The draft Strategy for Culture and Arts 2016-26 (which was the subject of consultation during 2015-16 by the former Department of Culture, Arts and Leisure, now the new Department for Communities) notes that ‘there is no single definition of arts and culture’, opting instead to list galleries, museums, theatre and opera, playing music, reading, debating, creating, festivals, carnivals, circus and concerts as forming part of a possible definition. The Department for Communities lists the creative industries as including advertising; arts and antiques; crafts; designer fashion; TV and radio; performing arts; software; digital media; architecture; computer games; design; film; music and publishing.

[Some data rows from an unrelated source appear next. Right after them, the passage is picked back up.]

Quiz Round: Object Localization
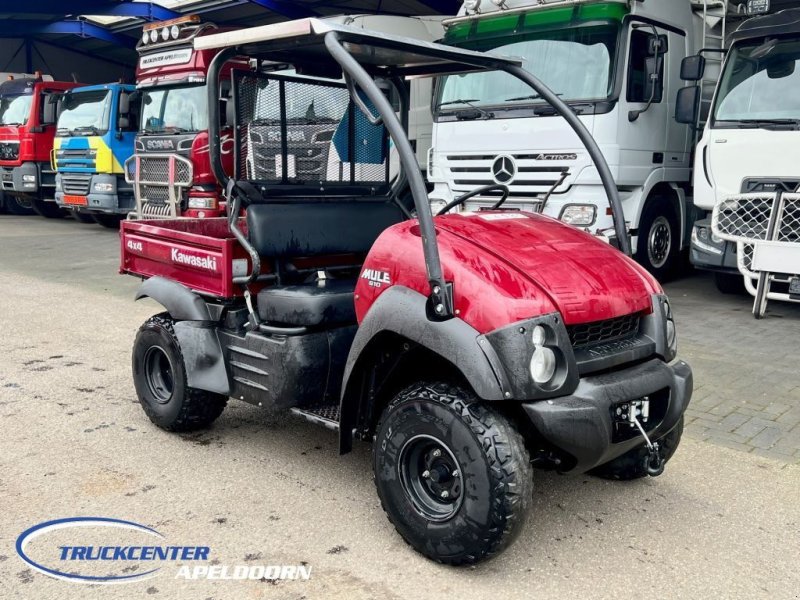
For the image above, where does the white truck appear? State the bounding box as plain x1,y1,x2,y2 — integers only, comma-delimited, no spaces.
679,3,800,318
428,0,723,278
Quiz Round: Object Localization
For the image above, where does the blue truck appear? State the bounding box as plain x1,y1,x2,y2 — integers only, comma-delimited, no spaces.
51,83,140,227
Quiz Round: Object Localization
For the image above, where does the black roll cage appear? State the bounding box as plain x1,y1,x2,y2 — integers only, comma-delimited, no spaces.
203,20,630,320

The 2019-2024 Youth Arts Draft Strategy states:
Our vision is to ‘place arts at the heart of our social, economic and creative life’. We work to achieve this by championing the arts, developing an investing in artistic excellence and enabling the creation of experiences that enrich people's lives
The Youth Arts Strategy 2013-2017 outlines some of the benefits of cultural activities as:
at least eight key competencies of cognitive growth are developed through involvement in the arts by children, including perception of relationships, problem solving skills, adaptability and visualisation of goals and outcomes.
Moreover, the power of art and culture to enrich people's lives and improve the health and vitality of communities is noted in Ambitions for the Arts: A Five Year Strategic Plan for the Arts in Northern Ireland 2013-2018.This value is reiterated in the Strategy for Culture and Arts 2016-2026, published by the former Department of Culture, Arts and Leisure in 2015:
arts and culture [act] as contributors to the skills, education, confidence, health and well being of all citizens [...] [they create] the future skill sets required for a modern, digital creative economy.